Customers & Research

How do I actually find my beachhead niche when my product is horizontal and could work for almost anyone?

A starting point

A horizontal product that fits everyone usually converts no one, because your message can't be specific. Pick the segment where the pain is sharpest, the buyer is easiest to reach, and you have an unfair edge (a network, a domain, a distribution hack), then aim the whole product and pitch at just them for the first year. As a starting point, look at your earliest signups or interviews and ask which one segment kept saying "I need this now" instead of "cool."

Go deeper

Hand-picked from around the web, each with a note on why it earns your time.

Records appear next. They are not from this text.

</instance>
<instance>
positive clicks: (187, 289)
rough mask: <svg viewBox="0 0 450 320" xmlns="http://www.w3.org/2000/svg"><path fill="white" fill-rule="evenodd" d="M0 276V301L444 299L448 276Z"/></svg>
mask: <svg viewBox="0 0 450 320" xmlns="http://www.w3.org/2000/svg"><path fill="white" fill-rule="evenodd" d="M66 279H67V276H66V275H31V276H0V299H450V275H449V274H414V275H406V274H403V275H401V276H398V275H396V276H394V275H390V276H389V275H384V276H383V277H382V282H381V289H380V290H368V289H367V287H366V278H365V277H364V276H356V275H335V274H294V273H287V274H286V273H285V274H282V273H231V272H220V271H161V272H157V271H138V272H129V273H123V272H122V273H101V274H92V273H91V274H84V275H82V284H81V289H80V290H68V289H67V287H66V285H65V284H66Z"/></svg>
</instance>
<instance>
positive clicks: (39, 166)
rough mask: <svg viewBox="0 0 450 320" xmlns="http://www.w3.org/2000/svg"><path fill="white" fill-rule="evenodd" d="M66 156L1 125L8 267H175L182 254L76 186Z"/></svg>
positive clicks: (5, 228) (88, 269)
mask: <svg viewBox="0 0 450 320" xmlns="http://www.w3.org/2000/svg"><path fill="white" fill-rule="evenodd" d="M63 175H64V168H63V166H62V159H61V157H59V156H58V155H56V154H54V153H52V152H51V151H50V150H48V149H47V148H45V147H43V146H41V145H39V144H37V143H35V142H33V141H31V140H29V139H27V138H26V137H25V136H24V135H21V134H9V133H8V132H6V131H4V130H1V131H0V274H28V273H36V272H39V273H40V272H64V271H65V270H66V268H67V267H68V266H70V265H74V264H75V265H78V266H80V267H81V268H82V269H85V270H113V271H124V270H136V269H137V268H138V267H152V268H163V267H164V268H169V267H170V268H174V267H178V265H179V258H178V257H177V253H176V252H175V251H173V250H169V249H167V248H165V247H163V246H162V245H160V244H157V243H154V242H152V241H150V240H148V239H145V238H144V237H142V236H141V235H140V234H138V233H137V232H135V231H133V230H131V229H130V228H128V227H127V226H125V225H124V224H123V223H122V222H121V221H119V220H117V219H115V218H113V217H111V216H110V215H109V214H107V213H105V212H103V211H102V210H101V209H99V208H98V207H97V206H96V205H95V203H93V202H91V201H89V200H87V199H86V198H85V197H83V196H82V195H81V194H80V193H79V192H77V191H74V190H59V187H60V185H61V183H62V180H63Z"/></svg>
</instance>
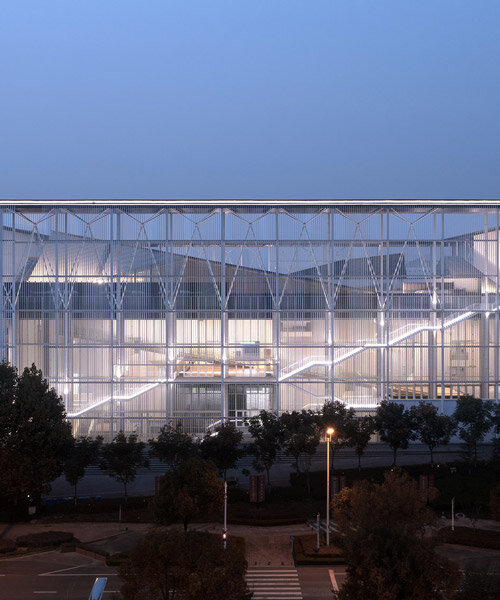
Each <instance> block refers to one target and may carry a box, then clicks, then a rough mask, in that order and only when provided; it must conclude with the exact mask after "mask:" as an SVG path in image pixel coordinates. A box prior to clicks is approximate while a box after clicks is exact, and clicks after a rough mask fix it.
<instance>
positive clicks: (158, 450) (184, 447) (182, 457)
mask: <svg viewBox="0 0 500 600" xmlns="http://www.w3.org/2000/svg"><path fill="white" fill-rule="evenodd" d="M148 443H149V446H150V454H151V456H154V457H155V458H158V459H159V460H161V461H162V462H164V463H166V464H167V465H170V466H172V467H177V466H178V465H179V464H180V463H181V462H182V461H184V460H187V459H188V458H190V457H192V456H194V455H195V454H196V453H197V451H198V448H197V444H196V443H195V441H194V440H193V438H192V437H191V436H190V435H189V434H188V433H184V431H183V430H182V423H179V422H178V423H176V424H175V425H174V424H172V423H168V424H167V425H165V426H164V427H162V428H161V429H160V433H159V435H158V437H157V438H156V439H152V440H149V441H148Z"/></svg>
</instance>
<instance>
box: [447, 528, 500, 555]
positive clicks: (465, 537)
mask: <svg viewBox="0 0 500 600" xmlns="http://www.w3.org/2000/svg"><path fill="white" fill-rule="evenodd" d="M438 537H439V540H440V541H441V542H442V543H445V544H459V545H461V546H475V547H477V548H490V549H491V550H500V531H492V530H491V529H476V530H474V529H473V528H472V527H455V531H452V530H451V527H445V528H443V529H440V530H439V533H438Z"/></svg>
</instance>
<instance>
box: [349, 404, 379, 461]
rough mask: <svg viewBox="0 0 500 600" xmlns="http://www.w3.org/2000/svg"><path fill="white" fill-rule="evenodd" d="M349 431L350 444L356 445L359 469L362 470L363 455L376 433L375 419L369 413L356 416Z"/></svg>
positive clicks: (350, 422) (349, 424)
mask: <svg viewBox="0 0 500 600" xmlns="http://www.w3.org/2000/svg"><path fill="white" fill-rule="evenodd" d="M348 432H349V446H353V447H354V450H355V452H356V454H357V456H358V470H360V471H361V457H362V456H363V454H364V452H365V450H366V447H367V446H368V443H369V441H370V440H371V438H372V435H373V434H374V433H375V419H374V418H373V417H370V416H369V415H364V416H362V417H357V418H354V419H352V421H351V422H350V424H349V427H348Z"/></svg>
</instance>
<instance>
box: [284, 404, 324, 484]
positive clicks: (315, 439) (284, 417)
mask: <svg viewBox="0 0 500 600" xmlns="http://www.w3.org/2000/svg"><path fill="white" fill-rule="evenodd" d="M280 421H281V423H282V426H283V447H284V449H285V453H286V454H288V455H289V456H292V457H293V459H294V463H295V470H296V471H297V473H300V472H301V471H302V470H303V471H304V472H305V474H306V483H307V491H308V493H311V481H310V469H311V459H312V457H313V456H314V454H315V453H316V449H317V447H318V444H319V442H320V439H321V429H320V427H319V425H318V419H317V415H315V414H314V413H312V412H310V411H306V410H303V411H301V412H298V411H293V412H290V413H283V414H282V415H281V416H280Z"/></svg>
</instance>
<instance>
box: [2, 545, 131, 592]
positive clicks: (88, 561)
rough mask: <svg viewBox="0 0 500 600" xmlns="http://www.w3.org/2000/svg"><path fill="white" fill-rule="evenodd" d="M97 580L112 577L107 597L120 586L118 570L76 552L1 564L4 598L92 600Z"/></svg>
mask: <svg viewBox="0 0 500 600" xmlns="http://www.w3.org/2000/svg"><path fill="white" fill-rule="evenodd" d="M96 577H108V583H107V586H106V591H105V596H104V598H108V600H111V599H112V598H113V597H114V596H115V595H116V596H117V594H115V593H114V592H117V591H118V589H119V587H120V579H119V578H118V575H117V574H116V571H115V570H114V569H112V568H110V567H106V565H104V563H103V562H102V561H98V560H95V559H93V558H89V557H87V556H82V555H80V554H77V553H75V552H70V553H69V552H68V553H63V554H62V553H61V552H58V551H55V550H54V551H50V552H40V553H37V554H29V555H26V556H23V557H15V558H7V559H2V560H1V561H0V598H2V600H27V599H31V598H33V599H36V598H48V599H49V598H57V599H63V598H64V599H68V600H69V599H71V600H88V597H89V594H90V590H91V589H92V585H93V584H94V581H95V578H96Z"/></svg>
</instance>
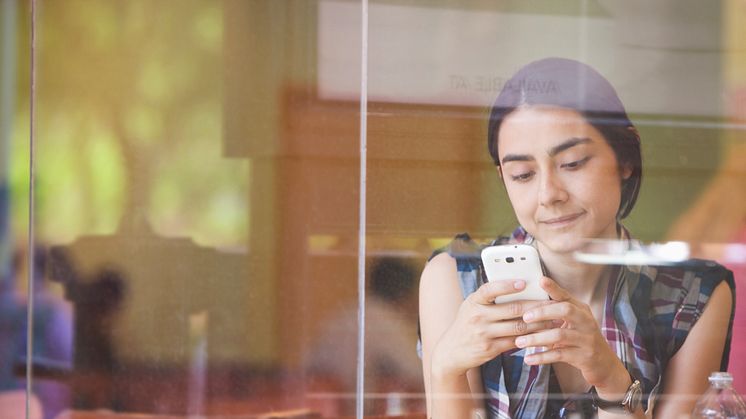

3 resources 3 link-checked Watch Read

Watch

▶️ Video
✓ Link checked Free Beginner

Why we picked it This is a founder-facing YC talk from someone who spent 18 months grinding before Weebly clicked, so it is honest about how long focusing your market actually takes. Rusenko is direct that you find fit by narrowing and iterating on who you serve, not by trying to be everything on day one. A good starting point if you want the shape of the problem before you sit down with a heavier positioning method.

David Rusenko: How To Find Product Market Fit

On Y Combinator (Startup School) by David Rusenko (Weebly co-founder) Talk, roughly 30 minutes

  • Product-market fit for a broad product often takes many iterations and a year or more, so expect to narrow repeatedly.
  • You get there by cutting bad directions fast and doubling down on the users who clearly respond, not by widening your appeal.
  • When focus is right it feels obvious: usage and demand start pulling on their own instead of you pushing.
Watch on YouTube youtube.com

Read

✍️ Essay
✓ Link checked Free Intermediate

Why we picked it This is the honest version of the horizontal-product problem, told by a founder who lived it at Airtable, a tool that genuinely could work for almost anyone. Instead of the usual advice to just pick a niche, Ofstad walks through how they went deep on specific use cases to land customers without permanently boxing the product in. Read it as a starting point for the real question: how narrow do you go without losing the broad vision.

Airtable's Path to Product-Market Fit: Lessons for Building Horizontal Products

From First Round Review by Andrew Ofstad (Airtable co-founder), interviewed by Todd Jackson Long read, roughly 20 minutes

  • A blank-slate horizontal product still needs concrete, specific use cases to land its first real customers, abstract flexibility does not sell itself.
  • You can go deep on one segment for traction without going so deep that you lock the product into a single vertical forever.
  • Watch where early users are already succeeding on their own and double down on that traction rather than guessing at a niche from the outside.
Open review.firstround.com
📖 Book
✓ Link checked Paid Intermediate

Why we picked it Dunford's whole method starts with the customers who already love your product, then turns that into positioning the entire team can repeat the same way. Her final step is literally capturing positioning so it can be shared, which is the exact problem you have once new hires start describing your customer in their own words. Read it when you want the ICP and the pitch to stay consistent from the founder down to the newest rep.

Obviously Awesome: How to Nail Product Positioning so Customers Get It, Buy It, Love It

From April Dunford by April Dunford Short book, about 200 pages

  • Positioning should start from the specific customers who already get real value, not from a generic market.
  • A shared positioning document is what keeps a growing team describing the same ideal customer.
  • The book is battle tested across hundreds of B2B tech companies, so the process travels well beyond one industry.